Over the past 20 years, the rise of the internet, smartphones and digital technologies has revolutionised daily life. We have access to more information, entertainment, and services than ever before. Remote work and e-commerce have become mainstream, especially since the COVID-19 pandemic confined so many of us to our homes. Only last week we discussed in this space the extraordinary rise in WFH: three initials that would have meant nothing to an earlier generation. Now working from home is becoming the norm in much of commerce and even industry. To many oldies it challenges the very essence of ‘having a job’; to Gen Z, the reaction is more likely to be “So what? A job’s a job”.

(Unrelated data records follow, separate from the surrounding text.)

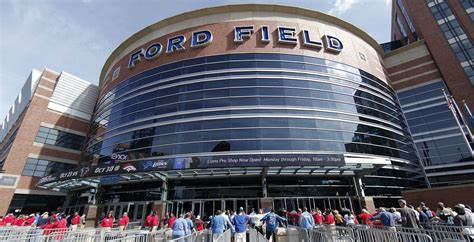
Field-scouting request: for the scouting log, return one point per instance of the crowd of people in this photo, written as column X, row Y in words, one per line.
column 268, row 221
column 265, row 221
column 58, row 222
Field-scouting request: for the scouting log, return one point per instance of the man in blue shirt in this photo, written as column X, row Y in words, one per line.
column 272, row 220
column 189, row 222
column 180, row 228
column 306, row 219
column 219, row 223
column 387, row 219
column 240, row 221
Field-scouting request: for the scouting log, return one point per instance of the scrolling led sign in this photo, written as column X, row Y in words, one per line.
column 200, row 39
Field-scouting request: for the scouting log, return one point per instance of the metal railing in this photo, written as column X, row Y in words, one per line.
column 255, row 236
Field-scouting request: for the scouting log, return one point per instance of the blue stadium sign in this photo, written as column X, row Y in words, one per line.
column 200, row 39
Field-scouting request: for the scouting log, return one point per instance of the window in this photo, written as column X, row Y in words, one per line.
column 405, row 14
column 454, row 33
column 400, row 27
column 59, row 138
column 40, row 167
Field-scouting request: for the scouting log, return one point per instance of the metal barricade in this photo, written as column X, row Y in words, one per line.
column 255, row 236
column 440, row 235
column 373, row 234
column 332, row 233
column 225, row 237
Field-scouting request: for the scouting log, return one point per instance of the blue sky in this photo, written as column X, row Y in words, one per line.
column 77, row 36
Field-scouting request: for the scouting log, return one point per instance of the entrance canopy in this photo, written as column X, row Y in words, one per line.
column 92, row 176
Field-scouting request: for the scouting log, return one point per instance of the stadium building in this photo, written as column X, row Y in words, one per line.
column 243, row 105
column 252, row 106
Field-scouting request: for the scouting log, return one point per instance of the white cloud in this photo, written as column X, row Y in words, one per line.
column 342, row 6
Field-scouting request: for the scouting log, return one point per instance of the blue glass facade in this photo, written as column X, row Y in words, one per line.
column 437, row 135
column 254, row 103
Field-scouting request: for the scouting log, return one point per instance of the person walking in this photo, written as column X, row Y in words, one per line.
column 240, row 222
column 306, row 219
column 387, row 219
column 329, row 219
column 318, row 217
column 219, row 223
column 83, row 221
column 155, row 222
column 30, row 220
column 199, row 223
column 408, row 216
column 189, row 221
column 123, row 222
column 171, row 220
column 272, row 220
column 463, row 218
column 365, row 217
column 349, row 218
column 76, row 219
column 180, row 228
column 108, row 222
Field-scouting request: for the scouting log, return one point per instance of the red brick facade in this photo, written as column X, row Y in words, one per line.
column 428, row 29
column 28, row 125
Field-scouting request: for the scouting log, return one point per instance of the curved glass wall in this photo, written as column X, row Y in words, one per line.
column 250, row 102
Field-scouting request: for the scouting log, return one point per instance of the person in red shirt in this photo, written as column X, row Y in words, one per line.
column 318, row 217
column 199, row 223
column 156, row 221
column 48, row 228
column 76, row 219
column 148, row 221
column 10, row 219
column 171, row 220
column 123, row 222
column 60, row 227
column 30, row 220
column 20, row 220
column 365, row 217
column 107, row 222
column 329, row 218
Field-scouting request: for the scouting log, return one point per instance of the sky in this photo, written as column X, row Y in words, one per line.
column 77, row 36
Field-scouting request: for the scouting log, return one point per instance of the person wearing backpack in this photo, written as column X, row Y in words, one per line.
column 444, row 214
column 464, row 219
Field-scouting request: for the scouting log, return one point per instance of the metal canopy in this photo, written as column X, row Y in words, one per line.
column 355, row 166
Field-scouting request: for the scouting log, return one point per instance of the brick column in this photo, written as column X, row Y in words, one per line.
column 5, row 199
column 93, row 213
column 368, row 202
column 266, row 203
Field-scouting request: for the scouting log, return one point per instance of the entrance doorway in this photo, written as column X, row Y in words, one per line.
column 137, row 211
column 311, row 203
column 207, row 207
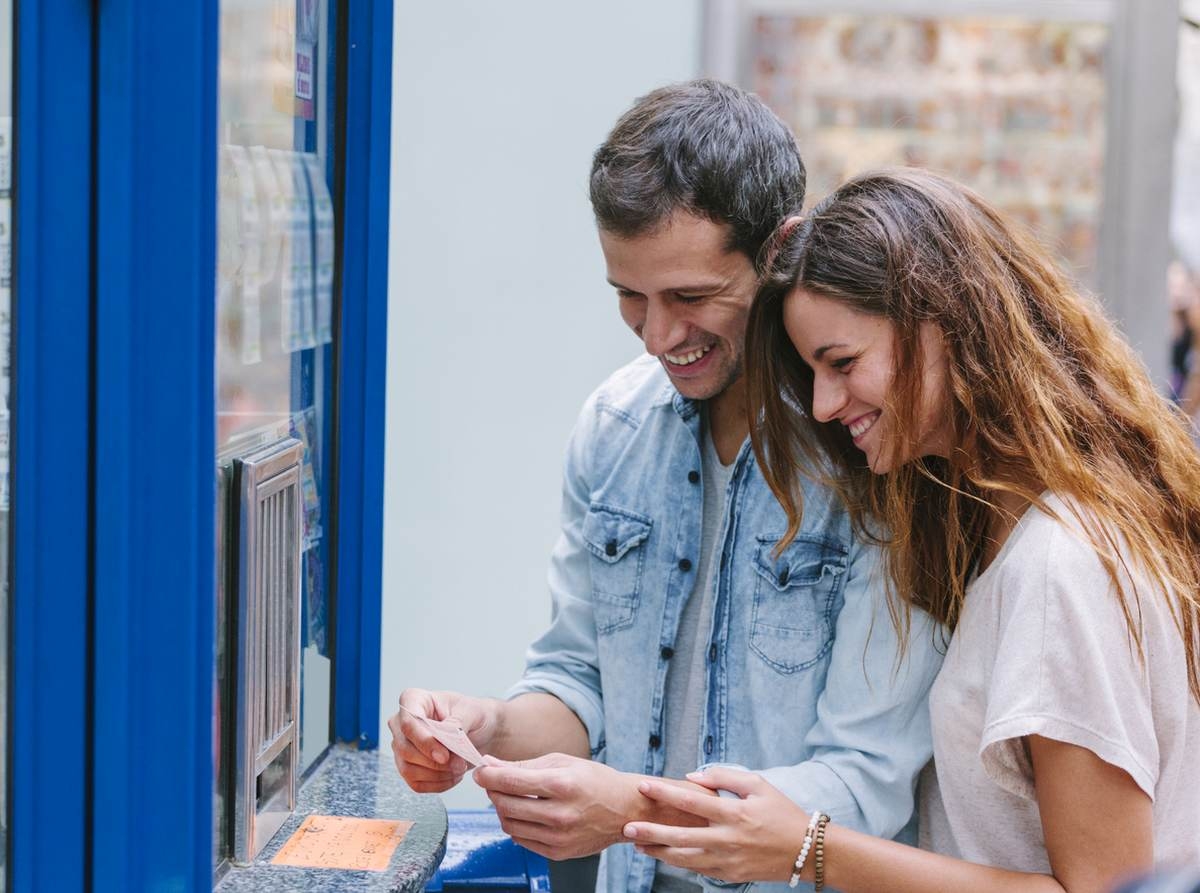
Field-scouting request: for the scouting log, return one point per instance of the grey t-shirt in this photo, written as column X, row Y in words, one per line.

And then there is the birth of social media. Its creation has changed everything.
It’s just twenty years since Facebook was founded – originally for students at Harvard University. It’s reasonable to suggest that social media, combined with the staggering technical development of the smartphone, has brought about the greatest revolution in communication the world has ever seen. Many of us struggle desperately to keep abreast and many of us fail. But any resistance to the onward march of the digital juggernaut is futile. And to members of Gen Z it is simply absurd.
It is true to say that there has always been a gap between one generation and another. Human progress makes that inevitable. But isn’t this digital gap unlike anything history has ever witnessed?
You may have noticed that I have made no reference so far to AI. That’s because none of us can even begin to imagine where it might take us over the next decade, let alone the next twenty years. But we can be certain that Gen Z is better equipped to deal with it than us oldies.
Roger Highfield, the science director of the Science Museum, has written an influential book with Peter Coveney called Virtual You. It examined the case for a digital twin, which could revolutionise medicine and, failing that, the afterlife. He says we are now in an era of computational neuroscience and the possibility of hybrid humanity and he adds: “As your human cells disintegrate what will be left is your data. Virtual You examines the prospect of simulating virtually every organ and process, which can help with computational biomedicine. It starts with a quote from the premiere of the film Virtual Humans at the Science Museum: ‘Imagine a virtual human, not made of flesh and bone but one made of bits and bytes, and not just any human, but a virtual version of you, accurate at every scale, from the way your heart beats down to the letters of your DNA code.’ If we were to assemble a virtual you, we would want clues to your personality or what some might call your soul. Opening up your smartphone is the first step.”
Does that scare you as much as it scares me? Or perhaps you think I have exaggerated the significance of the digital revolution and there have been other developments over the years I have been writing this column that are more likely to keep you awake at night.
Do let us know. And many thanks for all of your contributions to this column. They have been enlightening, intriguing and often good fun.